Larry Langford Trial Verdict: Birmingham Mayor Found Guilty
Birmingham mayor Larry Langford was found guilty in a trial of corruption charges. He was convicted of accepting bribes in exchange for giving a $7.1 million bond business to an investment banker.
Larry Langford was found guilty to all 60 counts, including criminal conspiracy, mail fraud, and wire fraud. He faces possible life sentence.
If Langford were to receive the statutory maximum sentence, it would be more than 500 years in prison. Assistant U.S. Attorney George Martin said “he won’t get anywhere near that.”
Albert LaPierre, a consultant to the underwriter Blount Parrish & Co., pleaded guilty to bribery, so did the company chairman William Blount. The prosecutor went over evidence to prove Langford took bribes of about $236,000. The defense argued Blount and LaPierre took advantage of Langford, and he did not consider the gifts to be bribes.
Defense attorney Mike Rasmussen told the jury that Blount and LaPierre gave Langford checks and purchased his gifts with credit cards, rather than giving him cash, which the lawyer said would be untraceable. Leaving a paper trail would be illogical for people engaging in a bribery scheme, he said.
Larry Langford is immediately removed from office, and Smitherman has taken his place. A special election should be called within 5 days, and the election would be held within 90 days.

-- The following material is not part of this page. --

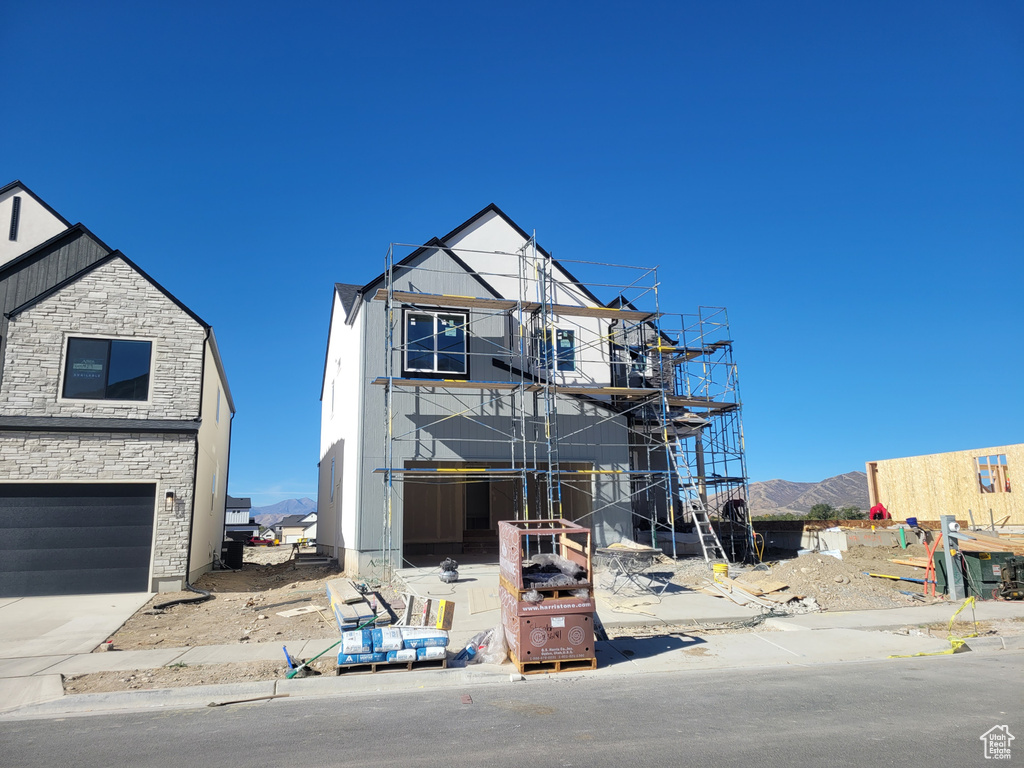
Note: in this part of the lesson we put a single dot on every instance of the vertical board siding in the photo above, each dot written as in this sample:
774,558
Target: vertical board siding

It is possible that a legal question may arise over who will be interim mayor after Smitherman initially takes it. The law states: "While the president of the council is serving as acting mayor, he shall not sit with the council or vote on any matters before the council."
Langford blamed his conviction on racism and local media. He said the prosecutors "struck as many black people off the jury as they could," and "that was not a jury of my peers." Langford said he will appeal.
Langford will be sentenced in 90 to 100 days. Meanwhile, he would be allowed to stay out of prison.